Re: [LSF/MM/BPF TOPIC] Improving Zoned Storage Support

Jens Axboe <axboe@xxxxxxxxx> · Wed, 17 Jan 2024 11:43:47 -0700

On 1/17/24 11:22 AM, Bart Van Assche wrote:
> On 1/17/24 09:48, Jens Axboe wrote:
>>> When posting this patch series, please include performance results
>>> (IOPS) for a zoned null_blk device instance. mq-deadline doesn't support
>>> more than 200 K IOPS, which is less than what UFS devices support. I
>>> hope that this performance bottleneck will be solved with the new
>>> approach.
>>
>> Not really zone related, but I was very aware of the single lock
>> limitations when I ported deadline to blk-mq. Was always hoping that
>> someone would actually take the time to make it more efficient, but so
>> far that hasn't happened. Or maybe it'll be a case of "just do it
>> yourself, Jens" at some point...
> 
> Hi Jens,
> 
> I think it is something fundamental rather than something that can be
> fixed. The I/O scheduling algorithms in mq-deadline and BFQ require
> knowledge of all pending I/O requests. This implies that data structures
> must be maintained that are shared across all CPU cores. Making these
> thread-safe implies having synchronization mechanisms that are used
> across all CPU cores. I think this is where the (about) 200 K IOPS
> bottleneck comes from.

Has any analysis been done on where the limitation comes from? For
kicks, I ran an IOPS benchmark on a smaller AMD box. It has 4 fast
drives, and if I use mq-deadline on those 4 drives I can get 13.5M IOPS
using just 4 threads, and only 2 cores. That's vastly more than 200K, in
fact that's ~3.3M per drive. At the same time it's vastly slower than
the 5M that they will do without a scheduler.
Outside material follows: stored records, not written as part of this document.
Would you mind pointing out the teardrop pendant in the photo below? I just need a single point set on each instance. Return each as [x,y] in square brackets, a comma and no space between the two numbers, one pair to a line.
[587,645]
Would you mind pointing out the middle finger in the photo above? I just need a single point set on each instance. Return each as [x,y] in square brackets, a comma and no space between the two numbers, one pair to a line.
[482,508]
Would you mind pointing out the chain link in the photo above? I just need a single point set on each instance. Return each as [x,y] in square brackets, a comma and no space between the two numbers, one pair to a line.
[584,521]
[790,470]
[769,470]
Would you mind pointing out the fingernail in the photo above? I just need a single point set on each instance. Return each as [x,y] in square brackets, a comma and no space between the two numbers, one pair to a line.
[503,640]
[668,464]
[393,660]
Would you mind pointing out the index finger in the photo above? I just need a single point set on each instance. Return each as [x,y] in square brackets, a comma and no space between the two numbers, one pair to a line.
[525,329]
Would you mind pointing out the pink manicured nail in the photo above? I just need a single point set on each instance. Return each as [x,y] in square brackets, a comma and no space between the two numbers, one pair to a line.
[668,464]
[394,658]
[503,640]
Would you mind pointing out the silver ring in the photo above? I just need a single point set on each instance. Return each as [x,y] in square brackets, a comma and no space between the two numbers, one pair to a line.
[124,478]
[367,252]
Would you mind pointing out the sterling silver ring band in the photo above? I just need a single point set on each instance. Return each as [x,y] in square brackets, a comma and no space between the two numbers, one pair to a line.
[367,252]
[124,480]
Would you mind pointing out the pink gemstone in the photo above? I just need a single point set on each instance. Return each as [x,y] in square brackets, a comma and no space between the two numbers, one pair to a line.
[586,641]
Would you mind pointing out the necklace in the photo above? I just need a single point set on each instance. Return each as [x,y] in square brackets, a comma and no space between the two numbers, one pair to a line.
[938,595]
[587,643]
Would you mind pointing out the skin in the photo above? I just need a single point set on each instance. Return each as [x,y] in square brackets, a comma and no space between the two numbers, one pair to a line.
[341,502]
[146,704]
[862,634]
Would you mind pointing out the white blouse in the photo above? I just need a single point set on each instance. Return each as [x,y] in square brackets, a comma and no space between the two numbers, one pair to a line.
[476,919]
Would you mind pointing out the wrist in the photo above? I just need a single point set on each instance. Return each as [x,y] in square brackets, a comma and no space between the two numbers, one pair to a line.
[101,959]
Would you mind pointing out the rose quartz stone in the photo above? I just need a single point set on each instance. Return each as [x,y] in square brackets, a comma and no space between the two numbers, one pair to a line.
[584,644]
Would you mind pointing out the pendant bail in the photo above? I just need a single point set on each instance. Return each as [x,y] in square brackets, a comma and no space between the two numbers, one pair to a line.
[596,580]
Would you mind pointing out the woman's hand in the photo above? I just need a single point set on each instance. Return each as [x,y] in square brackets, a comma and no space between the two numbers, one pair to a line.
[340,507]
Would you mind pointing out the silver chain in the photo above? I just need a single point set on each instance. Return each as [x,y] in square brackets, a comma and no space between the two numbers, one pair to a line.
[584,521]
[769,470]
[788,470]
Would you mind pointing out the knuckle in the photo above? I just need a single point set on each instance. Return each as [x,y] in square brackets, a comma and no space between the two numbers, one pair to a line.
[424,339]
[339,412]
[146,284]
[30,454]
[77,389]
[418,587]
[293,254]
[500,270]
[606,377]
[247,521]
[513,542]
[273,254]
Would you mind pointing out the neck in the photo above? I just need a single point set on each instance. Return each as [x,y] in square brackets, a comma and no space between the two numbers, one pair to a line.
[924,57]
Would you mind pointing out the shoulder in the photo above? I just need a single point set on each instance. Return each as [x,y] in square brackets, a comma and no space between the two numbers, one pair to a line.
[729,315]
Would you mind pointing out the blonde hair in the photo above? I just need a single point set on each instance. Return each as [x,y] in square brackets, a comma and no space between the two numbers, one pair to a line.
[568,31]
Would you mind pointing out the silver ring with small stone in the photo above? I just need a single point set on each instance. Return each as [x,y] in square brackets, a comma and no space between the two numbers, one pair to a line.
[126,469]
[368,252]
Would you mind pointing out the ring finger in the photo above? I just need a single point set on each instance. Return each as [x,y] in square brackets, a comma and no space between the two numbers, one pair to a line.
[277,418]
Doing a quick look at what slows it down, it's a mix of not being able
to use completion side batching (which again then brings in TSC reading
as the highest cycler user...), and some general deadline overhead. In
order:

+    3.32%  io_uring  [kernel.kallsyms]  [k] __dd_dispatch_request
+    2.71%  io_uring  [kernel.kallsyms]  [k] dd_insert_requests
+    1.21%  io_uring  [kernel.kallsyms]  [k] dd_dispatch_request

with the rest being noise. Biggest one is dd_has_work(), which seems
like it would be trivially fixable by just having a shared flag if ANY
of the priorities had work.

Granted, this test case is single threaded as far as a device is
concerned, which is obviously best case. Which then leads me to believe
that it may indeed be locking that's the main issue here, which is what
I suspected from the get-go. And while yes this is a lot of shared data,
there's absolutely ZERO reason why we would end up with a hard limit of
~200K IOPS even maintaining the behavior it has now.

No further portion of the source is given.